Les prochaines échéances électorales et surtout la présidentielle de 2016 constitueront une épreuve pour la démocratie béninoise. Ce passage obligé vers la maturité, serait un défi relevé, si la Cour constitutionnelle dont l’image s’est brouillée, arrivait à corriger le tir pour se mettre au-dessus de la mêlée.
L’un des principes de base sur lesquels reposent toute démocratie, c’est la disposition de Montesquieu. Il faut que le pouvoir arrête le pouvoir. Ceci pas simplement dans le but de créer une harmonie dans le fonctionnement des institutions d’une République. Cette disposition, principe primordial, a aussi pour objectif d’arrondir les angles, et d’éviter en quelque sorte les couacs et dysfonctionnements. Il s’agit ici de circonscrire l’hégémonie de certaines institutions qui en viennent à empiéter sur les autres.
En l’occurrence, dans le contexte béninois actuel, le respect d’une telle disposition éviterait la trop forte tendance de l’Exécutif à empiéter sur les institutions de contre-pouvoir. Beaucoup d’observateurs concèdent d’ailleurs que depuis 2006, l’exercice du pouvoir d’Etat, ses différentes déclinaisons, et le style imprimé ont fini par rendre complètement atones les autres institutions. La Cour constitutionnelle, institution de régulation par excellence, est l’une des plus concernées. Depuis la fin de la mandature Dossou en effet, les craintes, suspicions et déceptions qui se profilaient, ont fini par devenir une banalité.
La figure respectée du Professeur Holo, président de l’institution en a logiquement pris un coup. Pour preuve, les critiques acerbes et diatribes relayées par presses interposées, et qui pleuvent sur la Cour et son président. Si la virulence des critiques à l’encontre du Professeur titulaire de Droit public est l’expression de l’insatisfaction de certains de ses concitoyens, cela n’est pas de nature, si cela arrivait à perdurer, à restaurer et consolider la respectabilité « fragilisée » de la Cour.
Les sept sages sont certes des gardiens du temple. Mais personne d’autre ne rétablira leur honorabilité qu’eux-mêmes. Ou plutôt les décisions prises et actes posés. Pour ce faire, ces décisions doivent être impartiales, et dénoter un sentiment de bon sens, plutôt que l’amer sentiment d’un parti-pris qui entache chaque décision depuis le suspect K.O de 2011. L’épisode du vote de la Loi des finances 2014, est illustratif à ce propos. Il a fini par cristalliser des passions et exacerber des frustrations dont on aurait pu faire économie en fin d’année déjà trop éprouvante. Le tout dans un contexte politique confus et autrement compliqué.

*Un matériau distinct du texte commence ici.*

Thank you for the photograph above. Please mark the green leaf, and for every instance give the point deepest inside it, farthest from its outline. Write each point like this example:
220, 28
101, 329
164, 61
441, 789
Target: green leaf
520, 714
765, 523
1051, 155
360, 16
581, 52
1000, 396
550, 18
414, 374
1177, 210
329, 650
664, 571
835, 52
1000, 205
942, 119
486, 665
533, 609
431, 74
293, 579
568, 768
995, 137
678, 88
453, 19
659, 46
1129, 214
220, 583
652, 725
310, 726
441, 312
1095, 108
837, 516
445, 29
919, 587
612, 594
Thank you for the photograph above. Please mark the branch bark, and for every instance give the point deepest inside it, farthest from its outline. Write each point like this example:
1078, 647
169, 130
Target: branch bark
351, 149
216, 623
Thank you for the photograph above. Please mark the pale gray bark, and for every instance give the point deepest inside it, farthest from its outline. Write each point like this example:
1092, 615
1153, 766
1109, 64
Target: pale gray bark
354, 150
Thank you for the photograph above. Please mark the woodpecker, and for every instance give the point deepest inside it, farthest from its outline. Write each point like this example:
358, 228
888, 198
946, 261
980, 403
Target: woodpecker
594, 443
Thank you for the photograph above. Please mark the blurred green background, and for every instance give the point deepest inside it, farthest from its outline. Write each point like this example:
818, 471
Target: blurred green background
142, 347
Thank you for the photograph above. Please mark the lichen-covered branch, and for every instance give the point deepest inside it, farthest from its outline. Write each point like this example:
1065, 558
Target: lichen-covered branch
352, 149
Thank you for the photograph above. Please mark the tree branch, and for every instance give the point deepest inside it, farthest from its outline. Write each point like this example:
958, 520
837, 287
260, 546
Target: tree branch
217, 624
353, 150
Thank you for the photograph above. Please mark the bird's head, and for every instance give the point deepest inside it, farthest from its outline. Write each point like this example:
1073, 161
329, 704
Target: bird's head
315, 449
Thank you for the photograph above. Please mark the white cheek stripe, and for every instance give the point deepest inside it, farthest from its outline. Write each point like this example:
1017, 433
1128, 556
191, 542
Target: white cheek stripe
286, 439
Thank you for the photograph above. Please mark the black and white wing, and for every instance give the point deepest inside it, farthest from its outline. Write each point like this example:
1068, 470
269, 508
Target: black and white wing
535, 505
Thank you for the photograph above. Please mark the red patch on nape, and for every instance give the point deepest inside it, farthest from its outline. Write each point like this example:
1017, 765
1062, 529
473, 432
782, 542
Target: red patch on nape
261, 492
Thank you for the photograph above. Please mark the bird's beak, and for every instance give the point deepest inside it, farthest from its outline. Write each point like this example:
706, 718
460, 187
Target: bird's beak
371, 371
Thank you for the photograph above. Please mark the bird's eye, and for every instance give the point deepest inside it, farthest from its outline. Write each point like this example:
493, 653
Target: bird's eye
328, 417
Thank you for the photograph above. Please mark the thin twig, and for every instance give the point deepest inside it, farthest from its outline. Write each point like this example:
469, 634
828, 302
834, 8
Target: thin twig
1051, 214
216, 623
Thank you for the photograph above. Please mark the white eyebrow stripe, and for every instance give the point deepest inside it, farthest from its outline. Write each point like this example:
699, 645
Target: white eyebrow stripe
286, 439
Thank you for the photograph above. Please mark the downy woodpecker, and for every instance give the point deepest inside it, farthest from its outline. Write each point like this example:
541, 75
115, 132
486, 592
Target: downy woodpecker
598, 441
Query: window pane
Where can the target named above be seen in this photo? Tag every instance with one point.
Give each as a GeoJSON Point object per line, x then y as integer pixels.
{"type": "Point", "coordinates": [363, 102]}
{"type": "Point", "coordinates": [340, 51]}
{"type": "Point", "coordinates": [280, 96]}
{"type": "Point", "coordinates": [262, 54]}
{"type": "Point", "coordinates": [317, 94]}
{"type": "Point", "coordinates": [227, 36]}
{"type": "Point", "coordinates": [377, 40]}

Rassembler au-delà des lignes de fractures
Par ailleurs, au-delà de son injonction malvenue, la Cour a semblé ne pas prendre en compte les exigences du contexte politique actuel. Notamment, une certaine volonté affichée par une partie de la classe politique de circonscrire les dérives d’un régime politique apparemment aux abois. Les fins de règne se déroulant souvent dans un climat délétère, et une ambiance de déliquescence, il faut comprendre la démarche des parlementaires à travers le rejet du budget. La misère qui a infiltré toutes les couches sociales, est une donne capitale. Les parlementaires plutôt proches des populations, ont fait leurs les aspirations enfouies et longtemps contenues de leurs mandants. Plutôt que d’être complices d’une tragique et fatale conspiration, les députés toutes tendances confondues, ont pris la mesure de la situation. Ils ont dégainé. Obligés de ne pas être comptables devant l’Histoire, ils ont pris leur responsabilité. Les gardiens du temple doivent entendre ce message.
Ceci est d’autant plus urgent que de notoriété publique, le pouvoir « Yayi » est réfractaire à la critique et à la contradiction. Donc, d’ici 2016, il n’infléchira pas fondamentalement son orientation. Il faut plutôt être réaliste et colmater les brèches. Et avec une patience résolue attendre les jours meilleurs. Les gardiens du temple doivent accompagner souvent le Parlement, en rendant des décisions froides, distancées, et désintéressées. Histoire de laisser survivre l’espoir né de la Conférence nationale de 1990.